FDA approval is expected to come by summer, which will mark the first official sanction of a drug based on RNA inhibition (RNAi). Experts are confident that similar drugs will eventually follow for other diseases, like familial hypercholesterol, lipid disorders, and breathing disorders. Right now, these drugs must get into the liver to work, but otherwise the future treatment possibilities are wide open, according to Dr. Zamore.
“It doesn’t have to be a genetic disease,” he says. “In theory, it doesn’t have to be just one gene, although I don’t think anyone knows how many you could target at once. There is no precedent for targeting two.”
Alnylam, the leading company in RNAi therapeutics, plans to strategically design other new drugs based on what they have learned from this first trial – “so with each successive experience, with designing and testing, you get better at making more drugs. In a way, that’s never happened before…This is a lot more efficient of a way to make drugs in the future.”
And unlike gene therapy, in which a patient’s own genetic code is permanently altered, this approach does not cause permanent genetic changes. Patients can stop taking it like any other drug, and its effects will vanish.
How Is Steve?
Last February, Steve started on the drug. He was granted early access since it is not yet FDA-approved and is still considered experimental. Every 21 days, he has received an IV infusion that causes some minor side effects, like headaches and facial flushing.
So far, it seems to be effective. He’s gained back 20 pounds, and though his enunciation is still a bit slurred, he says that his neuropathy has stopped. He plans to continue the treatment for the rest of his life.

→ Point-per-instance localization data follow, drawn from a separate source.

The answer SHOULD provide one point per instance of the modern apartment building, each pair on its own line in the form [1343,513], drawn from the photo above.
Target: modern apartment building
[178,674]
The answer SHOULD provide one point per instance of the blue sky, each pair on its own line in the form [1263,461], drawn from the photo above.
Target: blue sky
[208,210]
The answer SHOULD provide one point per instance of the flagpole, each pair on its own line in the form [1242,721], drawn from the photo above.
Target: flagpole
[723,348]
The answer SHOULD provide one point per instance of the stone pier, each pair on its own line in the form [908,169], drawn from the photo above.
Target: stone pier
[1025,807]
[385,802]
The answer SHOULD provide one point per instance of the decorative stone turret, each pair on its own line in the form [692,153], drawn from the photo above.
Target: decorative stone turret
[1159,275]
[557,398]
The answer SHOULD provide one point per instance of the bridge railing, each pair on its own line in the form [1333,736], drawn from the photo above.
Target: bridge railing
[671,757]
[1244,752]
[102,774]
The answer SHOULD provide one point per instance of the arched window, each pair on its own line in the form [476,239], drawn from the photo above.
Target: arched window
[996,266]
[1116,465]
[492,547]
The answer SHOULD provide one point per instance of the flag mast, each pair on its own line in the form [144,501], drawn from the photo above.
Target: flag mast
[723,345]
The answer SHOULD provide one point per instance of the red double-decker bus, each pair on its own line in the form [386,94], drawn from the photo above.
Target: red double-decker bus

“The good news is, since I started on the drug, I don’t see any more deterioration other than my speech,” he says. “I think the drug is working, but would I have continued to deteriorate without the drug? I’m not really sure.”
Dr. Polydefkis jumps in with a more confident response: “If you ask me, I would say 100 percent he would have kept progressing at a fairly rapid pace without the drug. When Steve says the neuropathy has stopped, that’s music to my ears.”